ADAC-Prognose: Hohes Verkehrsaufkommen am Samstagvormittag
Am Samstagvormittag erwartet der Verkehrsclub ein hohes Verkehrsaufkommen auf den klassischen Reiserouten Richtung Süden, in die Alpen und Mittelgebirge, an die Nord- und Ostsee sowie in die Naherholungsgebiete. Baustellen können die Situation zusätzlich verschärfen. Urlauber aus den meisten Bundesländern sind am Wochenende unterwegs.

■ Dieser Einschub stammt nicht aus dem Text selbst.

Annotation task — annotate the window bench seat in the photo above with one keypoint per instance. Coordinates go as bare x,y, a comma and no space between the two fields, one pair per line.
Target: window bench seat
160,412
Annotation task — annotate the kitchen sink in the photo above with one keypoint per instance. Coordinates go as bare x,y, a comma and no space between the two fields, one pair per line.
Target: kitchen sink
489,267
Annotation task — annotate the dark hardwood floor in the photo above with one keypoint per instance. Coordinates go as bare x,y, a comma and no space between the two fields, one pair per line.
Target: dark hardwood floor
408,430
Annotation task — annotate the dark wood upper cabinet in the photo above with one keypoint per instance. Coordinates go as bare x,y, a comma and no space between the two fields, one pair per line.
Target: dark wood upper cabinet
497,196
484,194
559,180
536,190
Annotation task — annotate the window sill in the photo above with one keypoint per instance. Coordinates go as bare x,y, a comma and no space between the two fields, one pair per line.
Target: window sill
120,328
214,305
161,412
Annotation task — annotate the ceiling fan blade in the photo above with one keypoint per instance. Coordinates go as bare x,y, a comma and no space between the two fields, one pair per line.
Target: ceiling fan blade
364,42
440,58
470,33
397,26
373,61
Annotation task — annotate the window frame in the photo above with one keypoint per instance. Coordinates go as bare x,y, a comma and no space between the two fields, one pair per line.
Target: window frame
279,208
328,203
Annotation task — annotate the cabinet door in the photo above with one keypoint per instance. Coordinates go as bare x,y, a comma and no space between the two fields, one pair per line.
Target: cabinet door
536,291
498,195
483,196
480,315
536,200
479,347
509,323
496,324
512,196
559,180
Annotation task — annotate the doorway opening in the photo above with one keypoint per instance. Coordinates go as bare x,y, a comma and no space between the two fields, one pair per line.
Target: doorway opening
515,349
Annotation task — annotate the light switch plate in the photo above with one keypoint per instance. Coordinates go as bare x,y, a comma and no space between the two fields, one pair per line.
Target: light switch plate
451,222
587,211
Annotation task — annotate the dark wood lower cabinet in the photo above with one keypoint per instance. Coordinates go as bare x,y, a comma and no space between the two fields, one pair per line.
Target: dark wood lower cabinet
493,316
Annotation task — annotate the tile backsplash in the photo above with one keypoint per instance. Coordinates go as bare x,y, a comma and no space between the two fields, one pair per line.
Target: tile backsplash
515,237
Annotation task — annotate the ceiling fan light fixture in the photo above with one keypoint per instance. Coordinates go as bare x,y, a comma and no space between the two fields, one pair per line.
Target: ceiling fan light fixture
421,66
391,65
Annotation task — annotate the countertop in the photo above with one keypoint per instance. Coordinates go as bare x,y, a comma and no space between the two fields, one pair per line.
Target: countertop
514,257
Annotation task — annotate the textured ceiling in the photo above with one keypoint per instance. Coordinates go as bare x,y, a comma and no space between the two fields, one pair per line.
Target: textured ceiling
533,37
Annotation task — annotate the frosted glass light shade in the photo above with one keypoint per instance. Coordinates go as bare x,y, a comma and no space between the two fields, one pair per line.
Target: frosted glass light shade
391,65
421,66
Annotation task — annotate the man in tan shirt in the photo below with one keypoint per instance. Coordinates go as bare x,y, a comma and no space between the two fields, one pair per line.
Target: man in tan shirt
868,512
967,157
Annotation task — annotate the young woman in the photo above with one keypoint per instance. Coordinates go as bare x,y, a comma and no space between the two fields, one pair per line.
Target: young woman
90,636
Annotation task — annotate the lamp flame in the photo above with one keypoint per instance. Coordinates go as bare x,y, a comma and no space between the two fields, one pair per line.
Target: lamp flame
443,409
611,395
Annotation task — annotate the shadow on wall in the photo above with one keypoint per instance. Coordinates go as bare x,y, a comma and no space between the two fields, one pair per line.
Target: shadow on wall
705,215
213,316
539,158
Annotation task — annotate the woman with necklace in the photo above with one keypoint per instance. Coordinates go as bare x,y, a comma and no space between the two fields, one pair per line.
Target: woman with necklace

Nur in Baden-Württemberg und Bayern beginnen die Sommerferien erst Ende Juli und Anfang August.
Diese Autobahnen sind besonders staugefährdet
Laut ADAC sind in Berlin und Brandenburg folgende Strecken besonders staugefährdet: A9 (Berlin – Halle/Leipzig – Nürnberg – München), A10 (Berliner Ring), A11 (Berliner Ring – Kreuz Uckermark), A12 (Berliner Ring – Frankfurt (Oder)), A13 (Schönefelder Kreuz – Dresden), A24 (Berliner Ring – Pritzwalk – Schwerin – Hamburg).
„Auch die Stadtautobahn A100 und wichtige innerstädtische Hauptverkehrsstraßen werden durch den Reiseverkehr stark belastet sein. Die Kombination aus Urlaubsverkehr und zahlreichen Baustellen erhöht das Staurisiko deutlich“, schreibt die Verkehrsinformationszentrale (VIZ).
Rekordstau im Vorjahr auf der A24
In den Ferien im vergangenen Jahr kam es auf der A24 besonders dick: Zwischen dem Berliner Ring und Pritzwalk staute sich der Verkehr auf bis zu 29 Kilometern Länge – der längste Stau in Brandenburg.